Augustin ou l’heureuse inquiétude

Publié le 20 Août 2026
saint augustin

Philippe de Champaigne, c. 1645.

Photo PereMichel copie augustinPour approcher le monument qu’est saint Augustin – philosophe, théologien et pasteur – les pères Michel et Emmanuel-Marie, avec Nicolas Diat, proposent une lecture à trois voix. Une manière vivante de le rendre accessible et de montrer combien l’évêque d’Hippone parle toujours au cœur de l’homme contemporain. Entretien avec le père Michel, des chanoines réguliers de la Mère de Dieu, prieur à Pau.

 

| Saint Augustin a joué le rôle d’un passeur entre deux mondes. Desquels s’agit-il ?

Il s’agit d’abord du monde de l’Antiquité romaine. L’Empire romain, celui qui a conquis toute la Méditerranée, absorbé la richesse de la pensée grecque et bâti une organisation politique et administrative que l’on croyait éternelle, est pourtant en train de se défaire. Augustin, fils de citoyen romain dans cette riche province d’Afrique du Nord et donc héritier de ce monde, va avoir le génie non seulement de déceler cette autodestruction mais aussi d’en comprendre la cause profonde : l’absence du fondement ultime, à savoir le Christ, dont la Révélation vient transfigurer toute chose. Mais son attitude ne sera pas celle d’un rejet. Au contraire, il relit et retraduit la civilisation antique dans un langage chrétien qui assume tout ce qui est vrai et bon en elle. C’est ce travail qui s’exprime dans la première partie de La Cité de Dieu. Prenons l’exemple de la rhétorique : pour un Romain, elle est un outil de pouvoir, au service de celui qui en use, alors que le Christ nous enseigne que les mots doivent être au service de la Vérité, au risque de n’être qu’une illusion. C’est ainsi qu’Augustin retraduit l’ensemble de l’héritage romain à partir de cette pierre angulaire qu’est le Christ, posant les bases de tous les fondamentaux de l’Occident chrétien. Au point qu’au temps de saint Thomas d’Aquin, près de neuf siècles plus tard, faire de la théologie consistait largement à commenter l’évêque d’Hippone !  

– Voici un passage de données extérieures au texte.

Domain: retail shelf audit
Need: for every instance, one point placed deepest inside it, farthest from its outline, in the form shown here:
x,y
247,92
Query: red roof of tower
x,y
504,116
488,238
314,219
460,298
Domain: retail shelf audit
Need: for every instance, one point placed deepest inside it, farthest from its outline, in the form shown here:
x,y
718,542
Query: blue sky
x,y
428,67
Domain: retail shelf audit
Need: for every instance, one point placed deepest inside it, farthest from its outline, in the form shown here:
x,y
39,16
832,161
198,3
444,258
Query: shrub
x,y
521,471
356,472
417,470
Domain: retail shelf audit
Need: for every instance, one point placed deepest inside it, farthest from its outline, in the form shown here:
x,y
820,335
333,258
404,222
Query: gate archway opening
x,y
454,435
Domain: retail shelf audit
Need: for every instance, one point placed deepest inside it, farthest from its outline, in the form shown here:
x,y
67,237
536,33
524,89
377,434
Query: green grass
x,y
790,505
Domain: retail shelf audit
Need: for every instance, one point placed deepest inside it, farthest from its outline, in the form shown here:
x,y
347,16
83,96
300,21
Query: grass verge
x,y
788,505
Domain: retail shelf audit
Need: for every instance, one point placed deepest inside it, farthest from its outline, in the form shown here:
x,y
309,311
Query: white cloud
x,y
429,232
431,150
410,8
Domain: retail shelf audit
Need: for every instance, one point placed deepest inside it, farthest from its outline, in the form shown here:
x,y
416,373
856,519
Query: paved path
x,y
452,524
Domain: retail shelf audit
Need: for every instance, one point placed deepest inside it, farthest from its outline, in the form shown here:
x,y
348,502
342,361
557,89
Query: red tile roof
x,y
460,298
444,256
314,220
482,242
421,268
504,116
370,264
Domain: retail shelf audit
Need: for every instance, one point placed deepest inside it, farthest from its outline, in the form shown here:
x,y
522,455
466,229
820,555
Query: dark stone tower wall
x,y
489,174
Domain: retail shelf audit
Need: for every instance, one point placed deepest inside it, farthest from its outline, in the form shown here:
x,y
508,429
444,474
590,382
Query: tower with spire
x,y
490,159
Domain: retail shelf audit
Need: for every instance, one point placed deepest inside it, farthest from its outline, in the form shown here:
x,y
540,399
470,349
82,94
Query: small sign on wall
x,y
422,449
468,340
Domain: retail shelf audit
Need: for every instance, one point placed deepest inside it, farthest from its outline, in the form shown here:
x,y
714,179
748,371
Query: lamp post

| Que doit saint Augustin à sa mère, sainte Monique ?

L’histoire de saint Augustin est indissociable de celle de sa mère. Qui est-elle ? Les hagiographes en ont fait d’elle une sainte avant l’heure, tandis que certains freudiens ont cru voir en elle une mère abusive, voire ambitieuse… Monique est avant tout une femme profondément chrétienne qui va accompagner Augustin et lui faire découvrir que ce bonheur qu’il cherche au dehors, est en réalité à l’intérieur de lui, en ce Dieu…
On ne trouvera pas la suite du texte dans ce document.